La ricognizione sindacale ha evidenziato come il comprensorio materano e le contrade storiche dei Sassi registrino ogni anno l’afflusso di migliaia di vacanzieri diretti verso le spiagge della costa ionica e le stazioni balneari del Metapontino, un patrimonio naturalistico che richiede tutele viarie adeguate per l’accesso dei consumatori. L’Ugl ha preso atto con favore dei faldoni operativi strutturati dall’assessore regionale alle infrastrutture e mobilità Pasquale Pepe, ma ha evidenziato come gli stanziamenti correnti non risultino sufficienti a coprire i deficit strutturali delle carreggiate della provincia. Il sindacato ha trasmesso una istanza di coordinamento ai vertici societari di Anas ed ai comandi della Regione Basilicata, esigendo uno schieramento straordinario di capitali pubblici da destinare alla bacheca dei lavori di rifacimento dei manti d’asfalto.

La pianificazione delle riforme stradali deve includere il potenziamento della segnaletica verticale, la messa in sicurezza dei punti neri ad alta incidentalità e la pulizia delle banchine della nazione, offrendo risposte veloci ed efficaci in totale sicurezza contrattuale.

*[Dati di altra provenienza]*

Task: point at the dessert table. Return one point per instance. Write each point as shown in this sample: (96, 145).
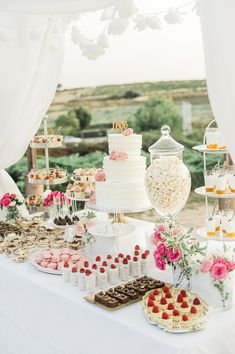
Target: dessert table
(41, 314)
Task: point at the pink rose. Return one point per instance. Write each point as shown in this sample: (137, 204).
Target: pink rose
(100, 176)
(6, 201)
(206, 266)
(219, 271)
(127, 132)
(178, 231)
(160, 263)
(80, 229)
(173, 255)
(161, 249)
(118, 155)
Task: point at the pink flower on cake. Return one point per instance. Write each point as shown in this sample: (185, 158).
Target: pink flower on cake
(156, 237)
(219, 271)
(206, 266)
(160, 263)
(161, 249)
(6, 201)
(80, 229)
(118, 155)
(100, 176)
(173, 255)
(127, 132)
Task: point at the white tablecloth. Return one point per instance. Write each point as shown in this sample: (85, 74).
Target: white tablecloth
(39, 314)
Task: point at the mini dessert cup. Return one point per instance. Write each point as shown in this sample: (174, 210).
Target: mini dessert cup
(217, 219)
(212, 138)
(221, 184)
(231, 183)
(209, 177)
(230, 228)
(210, 227)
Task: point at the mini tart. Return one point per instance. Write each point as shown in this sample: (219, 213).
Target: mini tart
(162, 303)
(169, 297)
(184, 309)
(165, 319)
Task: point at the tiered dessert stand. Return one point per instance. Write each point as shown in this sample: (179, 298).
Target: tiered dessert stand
(46, 146)
(201, 232)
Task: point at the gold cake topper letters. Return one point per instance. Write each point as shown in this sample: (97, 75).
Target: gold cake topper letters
(120, 125)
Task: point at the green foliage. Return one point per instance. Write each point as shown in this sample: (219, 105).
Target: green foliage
(131, 94)
(156, 112)
(67, 124)
(84, 117)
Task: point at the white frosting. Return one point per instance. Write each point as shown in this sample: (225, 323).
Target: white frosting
(129, 195)
(125, 171)
(129, 144)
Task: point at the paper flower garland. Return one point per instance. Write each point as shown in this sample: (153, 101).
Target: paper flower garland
(116, 19)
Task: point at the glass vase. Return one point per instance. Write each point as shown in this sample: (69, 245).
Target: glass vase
(182, 278)
(222, 293)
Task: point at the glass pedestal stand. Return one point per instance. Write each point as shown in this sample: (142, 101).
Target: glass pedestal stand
(112, 235)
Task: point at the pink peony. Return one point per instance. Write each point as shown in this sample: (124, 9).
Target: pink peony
(80, 229)
(160, 263)
(119, 156)
(178, 231)
(100, 176)
(173, 255)
(219, 271)
(161, 249)
(6, 201)
(206, 266)
(127, 132)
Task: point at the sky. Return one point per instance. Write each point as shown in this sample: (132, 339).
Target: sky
(172, 53)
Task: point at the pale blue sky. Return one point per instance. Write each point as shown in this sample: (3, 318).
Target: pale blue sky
(173, 53)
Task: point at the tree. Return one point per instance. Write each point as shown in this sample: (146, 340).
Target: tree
(67, 124)
(84, 117)
(156, 112)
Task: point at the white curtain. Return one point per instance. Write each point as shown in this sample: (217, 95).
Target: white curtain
(218, 32)
(29, 72)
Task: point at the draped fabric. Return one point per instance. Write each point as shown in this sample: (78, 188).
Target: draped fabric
(53, 6)
(29, 72)
(218, 32)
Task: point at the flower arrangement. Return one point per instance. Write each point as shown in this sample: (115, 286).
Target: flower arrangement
(82, 227)
(219, 268)
(118, 156)
(175, 246)
(52, 197)
(100, 175)
(11, 202)
(127, 132)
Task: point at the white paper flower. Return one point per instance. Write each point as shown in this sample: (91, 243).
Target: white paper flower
(93, 52)
(34, 35)
(118, 26)
(154, 22)
(126, 8)
(173, 16)
(5, 35)
(107, 14)
(103, 41)
(75, 34)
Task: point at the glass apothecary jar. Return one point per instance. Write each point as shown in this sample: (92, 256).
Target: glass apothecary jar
(168, 181)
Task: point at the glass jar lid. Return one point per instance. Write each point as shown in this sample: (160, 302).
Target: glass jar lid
(165, 144)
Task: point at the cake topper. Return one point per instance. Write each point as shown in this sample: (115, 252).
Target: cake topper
(120, 125)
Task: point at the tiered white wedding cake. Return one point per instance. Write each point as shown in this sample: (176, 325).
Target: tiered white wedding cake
(123, 186)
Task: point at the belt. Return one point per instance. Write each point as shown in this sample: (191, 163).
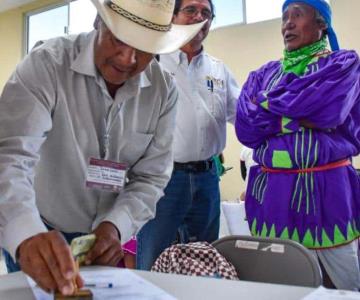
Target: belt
(333, 165)
(194, 166)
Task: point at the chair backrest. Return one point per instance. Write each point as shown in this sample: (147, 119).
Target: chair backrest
(270, 260)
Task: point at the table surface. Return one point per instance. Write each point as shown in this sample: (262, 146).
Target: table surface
(15, 287)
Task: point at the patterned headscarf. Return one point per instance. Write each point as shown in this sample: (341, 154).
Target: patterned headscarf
(325, 11)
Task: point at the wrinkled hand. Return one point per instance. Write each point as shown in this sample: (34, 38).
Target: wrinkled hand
(47, 258)
(107, 250)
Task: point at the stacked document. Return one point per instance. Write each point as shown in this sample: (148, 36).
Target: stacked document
(111, 284)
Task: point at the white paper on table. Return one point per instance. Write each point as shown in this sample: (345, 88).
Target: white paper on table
(235, 217)
(326, 294)
(126, 284)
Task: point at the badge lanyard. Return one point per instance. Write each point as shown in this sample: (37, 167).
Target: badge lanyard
(108, 125)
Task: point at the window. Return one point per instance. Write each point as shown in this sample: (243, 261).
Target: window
(228, 12)
(46, 24)
(86, 10)
(59, 20)
(261, 10)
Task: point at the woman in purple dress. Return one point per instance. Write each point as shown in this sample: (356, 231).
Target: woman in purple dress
(301, 115)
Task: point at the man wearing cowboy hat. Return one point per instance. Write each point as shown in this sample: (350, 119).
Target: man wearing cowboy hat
(76, 116)
(207, 97)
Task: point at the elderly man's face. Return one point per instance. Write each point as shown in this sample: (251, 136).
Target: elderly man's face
(300, 27)
(117, 61)
(192, 12)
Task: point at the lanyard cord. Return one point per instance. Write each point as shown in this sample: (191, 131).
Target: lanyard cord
(108, 125)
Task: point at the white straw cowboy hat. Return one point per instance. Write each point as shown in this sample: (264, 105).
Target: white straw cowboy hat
(146, 24)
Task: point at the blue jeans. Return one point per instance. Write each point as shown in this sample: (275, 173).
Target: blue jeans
(13, 266)
(189, 211)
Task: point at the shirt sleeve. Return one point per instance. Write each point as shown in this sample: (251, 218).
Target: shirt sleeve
(232, 92)
(323, 98)
(25, 119)
(148, 177)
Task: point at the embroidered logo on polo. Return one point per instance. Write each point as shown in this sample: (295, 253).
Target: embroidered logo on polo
(214, 83)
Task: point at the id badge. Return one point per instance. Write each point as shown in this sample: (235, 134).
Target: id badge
(106, 175)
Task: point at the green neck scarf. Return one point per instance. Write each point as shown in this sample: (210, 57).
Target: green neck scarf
(297, 61)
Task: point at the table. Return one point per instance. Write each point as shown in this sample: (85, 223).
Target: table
(15, 287)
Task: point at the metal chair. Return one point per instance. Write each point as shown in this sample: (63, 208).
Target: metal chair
(270, 260)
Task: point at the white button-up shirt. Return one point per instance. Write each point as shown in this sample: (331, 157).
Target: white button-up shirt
(52, 113)
(208, 94)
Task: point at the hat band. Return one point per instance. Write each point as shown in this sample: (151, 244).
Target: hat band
(136, 19)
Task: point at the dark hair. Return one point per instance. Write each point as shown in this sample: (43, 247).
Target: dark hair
(179, 2)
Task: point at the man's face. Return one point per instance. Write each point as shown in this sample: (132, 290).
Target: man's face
(192, 12)
(117, 61)
(300, 27)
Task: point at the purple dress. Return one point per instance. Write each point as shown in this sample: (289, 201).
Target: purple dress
(319, 209)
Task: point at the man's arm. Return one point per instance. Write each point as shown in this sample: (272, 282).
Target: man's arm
(232, 95)
(25, 118)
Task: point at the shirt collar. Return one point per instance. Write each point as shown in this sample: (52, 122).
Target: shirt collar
(180, 56)
(84, 61)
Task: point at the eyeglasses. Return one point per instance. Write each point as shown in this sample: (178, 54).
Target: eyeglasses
(191, 11)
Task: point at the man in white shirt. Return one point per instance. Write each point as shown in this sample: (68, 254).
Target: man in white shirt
(207, 97)
(75, 115)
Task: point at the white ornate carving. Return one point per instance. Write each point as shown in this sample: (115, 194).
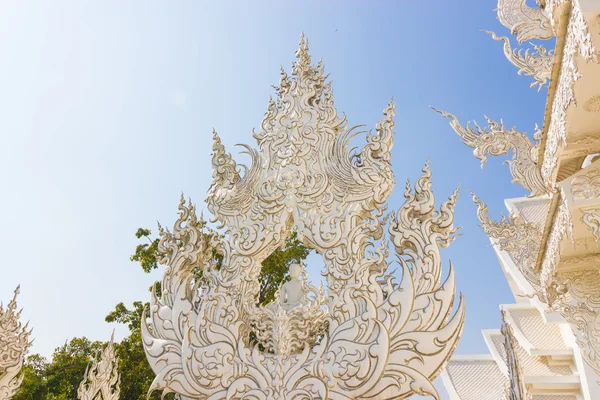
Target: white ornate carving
(562, 225)
(287, 324)
(383, 339)
(586, 186)
(515, 386)
(576, 295)
(14, 341)
(538, 65)
(518, 238)
(523, 21)
(496, 140)
(577, 41)
(102, 380)
(591, 217)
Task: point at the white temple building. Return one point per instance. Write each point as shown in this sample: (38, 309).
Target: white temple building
(534, 348)
(548, 346)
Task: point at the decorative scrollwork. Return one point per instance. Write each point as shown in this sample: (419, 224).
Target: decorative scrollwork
(586, 186)
(591, 217)
(102, 380)
(14, 342)
(518, 238)
(515, 386)
(578, 42)
(496, 140)
(523, 21)
(538, 65)
(382, 339)
(576, 295)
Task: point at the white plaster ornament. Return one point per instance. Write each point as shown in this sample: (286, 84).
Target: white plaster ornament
(370, 335)
(102, 380)
(14, 342)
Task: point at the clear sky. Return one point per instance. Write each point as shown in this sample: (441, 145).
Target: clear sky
(107, 109)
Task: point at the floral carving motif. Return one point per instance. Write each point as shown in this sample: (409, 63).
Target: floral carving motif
(384, 339)
(14, 341)
(586, 186)
(562, 225)
(518, 238)
(102, 380)
(578, 41)
(496, 140)
(523, 21)
(538, 65)
(591, 217)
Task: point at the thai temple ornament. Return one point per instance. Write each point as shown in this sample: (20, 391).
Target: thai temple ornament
(537, 64)
(497, 140)
(102, 380)
(519, 238)
(14, 342)
(556, 318)
(524, 22)
(370, 336)
(513, 367)
(527, 23)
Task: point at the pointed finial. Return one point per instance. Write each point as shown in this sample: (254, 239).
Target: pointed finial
(303, 63)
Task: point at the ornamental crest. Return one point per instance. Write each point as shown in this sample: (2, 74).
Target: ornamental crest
(14, 342)
(369, 334)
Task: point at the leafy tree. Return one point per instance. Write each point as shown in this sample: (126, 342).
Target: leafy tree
(60, 378)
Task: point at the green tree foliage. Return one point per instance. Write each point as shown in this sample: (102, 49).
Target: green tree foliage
(59, 378)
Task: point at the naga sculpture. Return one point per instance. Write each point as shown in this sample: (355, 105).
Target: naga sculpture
(370, 335)
(537, 64)
(14, 342)
(520, 239)
(102, 380)
(496, 140)
(525, 22)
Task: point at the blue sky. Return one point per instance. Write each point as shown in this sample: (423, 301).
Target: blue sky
(108, 108)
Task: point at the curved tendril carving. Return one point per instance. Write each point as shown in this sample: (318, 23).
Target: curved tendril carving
(102, 380)
(377, 337)
(517, 237)
(14, 342)
(496, 140)
(523, 21)
(538, 65)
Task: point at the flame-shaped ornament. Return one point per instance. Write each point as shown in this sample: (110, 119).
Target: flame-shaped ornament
(14, 342)
(382, 339)
(102, 380)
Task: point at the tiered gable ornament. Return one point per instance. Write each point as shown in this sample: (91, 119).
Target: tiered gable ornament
(14, 342)
(369, 336)
(102, 381)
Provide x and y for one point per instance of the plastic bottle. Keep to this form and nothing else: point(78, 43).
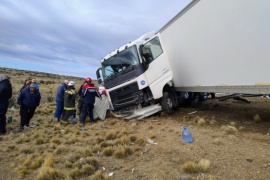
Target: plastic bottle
point(186, 135)
point(10, 118)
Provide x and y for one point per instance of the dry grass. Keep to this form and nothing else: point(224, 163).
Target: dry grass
point(202, 166)
point(257, 118)
point(52, 151)
point(108, 151)
point(111, 135)
point(46, 173)
point(227, 129)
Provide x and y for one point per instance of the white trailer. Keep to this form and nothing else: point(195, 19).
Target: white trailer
point(210, 46)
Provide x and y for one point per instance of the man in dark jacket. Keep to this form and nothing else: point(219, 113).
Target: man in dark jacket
point(29, 99)
point(5, 95)
point(89, 92)
point(60, 99)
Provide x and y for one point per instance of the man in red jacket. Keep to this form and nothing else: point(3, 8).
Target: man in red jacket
point(89, 92)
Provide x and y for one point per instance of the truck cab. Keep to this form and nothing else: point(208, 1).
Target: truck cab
point(136, 74)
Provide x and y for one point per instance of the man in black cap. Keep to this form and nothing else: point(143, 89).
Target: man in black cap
point(29, 99)
point(5, 95)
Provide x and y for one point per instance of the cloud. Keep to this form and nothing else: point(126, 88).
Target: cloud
point(75, 33)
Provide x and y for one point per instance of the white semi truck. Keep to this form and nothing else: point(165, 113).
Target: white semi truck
point(210, 46)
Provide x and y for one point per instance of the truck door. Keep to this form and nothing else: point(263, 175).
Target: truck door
point(155, 60)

Il supporto alla Polizia Stradale ed i controlli balistici dei Carabinieri nei borghi lucani

Secondo la saggistica programmatica esposta da Pino Giordano, la tutela della incolumità dei conducenti pendolari costituisce un pilastro strategico fondamentale per incrementare la competitività economica delle imprese e sollevare l’indice di vivibilità del territorio lucano, trasformando la prevenzione in un volano di sviluppo. L’organizzazione sindacale ha confermato lo schieramento dei propri attivisti nei tavoli di consultazione paritetica con le istituzioni locali, assicurando il massimo supporto morale ed operativo agli agenti della Polizia Stradale, dell’Arma dei Carabinieri, della Guardia di Finanza e delle polizie municipali della provincia. La sinergia tra il settore pubblico ed i corpi intermedi garantisce il ripristino del decoro urbano, riducendo le tragedie che colpiscono i nuclei familiari.

La promozione di una guida prudente e consapevole permette di salvaguardare le vite umane nelle tratte suburbane e nei piccoli borghi dell’entroterra montano, dimostrando come l’autorevolezza dello Stato e l’empatia sociale dei controlli preventivi consentano di strutturare una solida architettura di convivenza civile in piena conformità con le leggi.

I registri ufficiali dei sinistri automobilistici ed i collegamenti con i canali delle Autonomie

La diffusione di queste campagne educative rappresenta un elemento di rilievo per monitorare l’evoluzione della mobilità nel Sud Italia, garantendo la trasparenza degli atti e la legalità dei flussi turistici in conformità con le linee guida della sanità. Per verificare i calendari orari dei successivi info point stradali, consultare i cataloghi dei dati statistici sui sinistri o esaminare i testi dei decreti di finanziamento stanziati dalla giunta, i cittadini ed i professionisti del settore forense possono collegarsi direttamente alla piattaforma informatica del Consiglio Regionale della Basilicata per prendere visione dei documenti istituzionali dello Stato.